Likewise, the priest who enters the tabernacle must not have been in contact with a fermented product, let alone drunk it (Leviticus 10:9).

Jewish Hagada celabrated in Venise and matsot confection. Printed in 1609.


The ritual prescriptions require that even leaven be excluded from every house during the celebrations of Pessa'h (פֶּסַח), the Jewish Passover (Talmud, b. Pesah 3.1). This leaven encompasses everything that is fermented, i.e. hametz (חמץ). The Talmud is very precise on this subject which is both technical and ritual. The hametz designates what can ferment when one mixes one of the five cereals of the jewish tradition (wheat, barley, oats, rye, spelt[2]) with water, whether the product obtained is solid (bread, cake) or liquid (beer). The leavened bread is also one of the elements necessary to start the fermentation of the beer. At that time, baker's yeast even came from the sediments of the beer, following a production cycle that closely links the brewery and the bakery.

There thus seems to be a turnaround here compared to the Eastern cultures of the previous millennia. The fermentation of cereal products was highly valued here as a "magic" process. Fermentation brought benefits, joy and an undeniable sign of the favour that the gods granted to human beings. A positive magic, therefore.

This turnaround is all the more striking as the festival of Pessa'h celebrates, during a full week, both the flight out of Egypt and the first cereal harvest of the year, at the end of March. Among the other peoples of the Near East at this time, the first fruits of the grain harvest were the cause of great collective festivities, often accompanied by cakes eating and binge drinking of beer, both prime outcomes of the new harvest. Conversely, in Jewish homes the matzaמַצָּה = unfermented, unleavened) replaces the hametz during the week of Pessa'h (Removing all leaven (chametz) during Jewish Easter).


In the Bible, coexistence and even physical proximity between the "fermented" and the sacred space (tabernacle) or house in the specific time of Passover is taboo. The fermented seems to be associated with rottenness, decay and religious impurity.

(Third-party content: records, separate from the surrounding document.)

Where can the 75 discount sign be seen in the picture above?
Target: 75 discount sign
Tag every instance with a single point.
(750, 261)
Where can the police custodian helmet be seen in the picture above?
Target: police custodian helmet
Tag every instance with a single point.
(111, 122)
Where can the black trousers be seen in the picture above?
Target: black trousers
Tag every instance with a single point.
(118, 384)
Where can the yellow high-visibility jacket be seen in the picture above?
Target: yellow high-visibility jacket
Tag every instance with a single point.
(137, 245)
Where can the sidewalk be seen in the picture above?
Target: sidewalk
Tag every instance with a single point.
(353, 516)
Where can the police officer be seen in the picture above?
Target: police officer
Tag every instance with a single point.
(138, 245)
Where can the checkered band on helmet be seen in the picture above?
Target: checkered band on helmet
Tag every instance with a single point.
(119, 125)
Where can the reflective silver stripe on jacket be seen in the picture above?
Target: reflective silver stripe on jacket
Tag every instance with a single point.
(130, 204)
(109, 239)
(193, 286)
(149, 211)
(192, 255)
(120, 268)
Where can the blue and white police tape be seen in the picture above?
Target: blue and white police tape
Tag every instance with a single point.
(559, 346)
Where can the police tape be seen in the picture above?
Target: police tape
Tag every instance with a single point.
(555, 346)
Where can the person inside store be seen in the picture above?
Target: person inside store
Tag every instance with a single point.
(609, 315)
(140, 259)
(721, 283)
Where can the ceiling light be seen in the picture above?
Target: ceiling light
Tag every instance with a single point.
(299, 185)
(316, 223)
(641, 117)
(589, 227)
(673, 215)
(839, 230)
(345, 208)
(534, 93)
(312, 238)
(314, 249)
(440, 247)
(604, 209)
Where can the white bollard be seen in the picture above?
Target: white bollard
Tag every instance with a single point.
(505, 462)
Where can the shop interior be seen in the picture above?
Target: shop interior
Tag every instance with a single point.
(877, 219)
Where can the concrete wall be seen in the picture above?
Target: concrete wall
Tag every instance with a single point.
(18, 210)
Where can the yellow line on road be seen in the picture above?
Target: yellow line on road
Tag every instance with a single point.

This is an unprecedented reversal of value, on the scale of the Middle East at the time. In the 1st millennium BC, the fermented beverages of all kinds, beer or date wine, were valued. But this inversion does not seem to have been either complete or extended to all areas of Jewish religious experience. How else can we understand the fact that the libation altars of the Temple are bathed morning and evening in beer and wine by priests devoted to the cult? How could the two main fermented beverages of the Israelites have their place in the sacred enclosure, even if they were excluded from the Tabernacle?



[1] This is not an ordinary vow, since it is a special protocol that lasts thirty days. According to Talmudic tradition, the main purpose of the Nazarene vow is to be a discipline against sexual temptation (Sotah 2a; Rashi) and to avoid pride (Sotah 4b). It is also seen as a means of attaining spiritual gifts (Judges 13:3; 1 Samuel 1:11), and perhaps an initiation into prophecy (Amos 2:11). By taking a Nazarene vow, a lay person also aims to a certain extent for the status of priest (Philo 1, Legum Allegoriae 249)..

[2] This restricted list of cereals authorised to produce Massoth meets a technical imperative. Do not allow the moisture accumulated in the grains to generate spontaneous fermentation between the time of harvest and the time of making the unleavened breads. Rice, tubers (potato, manioc, etc.) and other sources of starch are forbidden because the humidity they contain makes one fear a hidden alcoholic or acetic fermentation. There are maṣṣa shemoura, unleavened products made with grains whose condition (appearance of mould) and moisture (germination, spontaneous fermentation) are monitored as soon as they are harvested. This strict prohibition has not been without problems for the Jewish communities living in Asian or African countries where the 5 grains of the Law did not grow.